Seit drei Jahren gilt der „Steuerwahnsinn“ für Privatanleger in Deutschland: Man kann nur noch 20.000 Euro Verluste aus Termingeschäften (zum Beispiel die beliebten CFDs) mit Gewinnen pro Jahr verrechnen. Die bizarre Folge: Wer hohe Gewinne macht, aber auch sehr hohe Verluste, und unterm Strich vielleicht nur einen minimalen Gewinn in einem Jahr, kann netto sogar Verlust machen, denn er muss auf einen Großteil seiner Gewinne Steuern zahlen. Und das kann schon bei gesundem Menschenverstand nicht rechtens sein, dass ein Anleger, der an der Börse Gewinne erzielt, nach Steuern Verluste macht!

Bundesfinanzhof über Verlustverrechnungsbeschränkung für Termingeschäfte

Und nach drei Jahren gibt es nun vorläufig frohe Kunden vom Bundesfinanzhof (BFH), dem höchsten deutschen Gericht für Steuerangelegenheiten. Dort verkündete man am 7. Juni im Zuge der Klage eines Anlegers, Zitat: „Bei der im Aussetzungsverfahren nach § 69 Abs. 3 der Finanzgerichtsordnung gebotenen summarischen Prüfung ist die Verlustverrechnungsbeschränkung für Termingeschäfte gemäß § 20 Abs. 6 Satz 5 i.d.F. des Jahressteuergesetzes 2020 vom 21.12.2020 (BGBl I 2020, 3096) nicht mit Art. 3 Abs. 1 des Grundgesetzes vereinbar.“

Wir sind keine Steuerberater. Aber wer von diesem Problem betroffen ist, und sich vom Finanzamt mit entsprechenden Forderungen konfrontiert sieht, sollte dringend seinen Steuerberater kontaktieren, ob man basierend auf diesem Urteil eine Aussetzung der Vollziehung der Forderung beantragen kann, wenn man das nicht schon längst getan hat. Denn noch ist die letzte Messe nicht gelesen. Der Bundesfinanzhof hat zwar verkündet, dass diese Verlustverrechnungsbeschränkung für Termingeschäfte verfassungswidrig ist.

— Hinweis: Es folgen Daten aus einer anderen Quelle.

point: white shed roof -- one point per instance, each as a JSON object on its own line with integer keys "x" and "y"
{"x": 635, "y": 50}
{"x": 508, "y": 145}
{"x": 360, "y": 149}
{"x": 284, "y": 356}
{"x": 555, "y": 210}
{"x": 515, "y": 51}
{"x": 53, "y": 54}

Letztlich muss das Bundesverfassungsgericht wohl noch entscheiden. Aber ob man sich gegen diese eindeutige Meinung des Bundesfinanzhofs stellen wird? Es ist auch wirklich unvorstellbar, dass es überhaupt möglich ist, dass ein Anleger der Gewinne erwirtschaftet, nach Abzug der Steuern netto Verluste macht. Nochmal: So ein Gesetz kann einfach nicht rechtens sein, das sagt schon der gesunde Menschenverstand. Jetzt hat der Bundesfinanzhof Anlegern Hoffnung gegeben, und man muss auf Karlsruhe warten.

Nicht zu früh freuen

Der deutsche Finanz-Lobbyverband der CFD-Broker, der CFD-Verband, schreibt in seiner Stellungnahme: „Die Beschwerde des Finanzamts wird als unbegründet zurückgewiesen. Der Senat kommt bei der Prüfung des Sachverhalts zu dem Ergebnis, dass die Verlustverrechnungsbeschränkung für Termingeschäfte nicht mit Art. 3 Abs. 1 des Grundgesetzes vereinbar ist. Vor diesem Hintergrund bleibt der CFD-Verband optimistisch, dass die Musterklage, die im Revisionsverfahren seit Mai am BFH anhängig ist, zu keinem anderen Ergebnis kommen wird, als das der BFH das strittige Gesetz dem Bundesverfassungsgericht vorlegen wird. Die aktuelle Entscheidung des BFH zur Aussetzung der Vollziehung sollte für viele Betroffene bereits eine bedeutende Abhilfe darstellen.“

FMW: Anleger können also noch nicht endgültig aufatmen, aber man darf hoffnungsfroh sein.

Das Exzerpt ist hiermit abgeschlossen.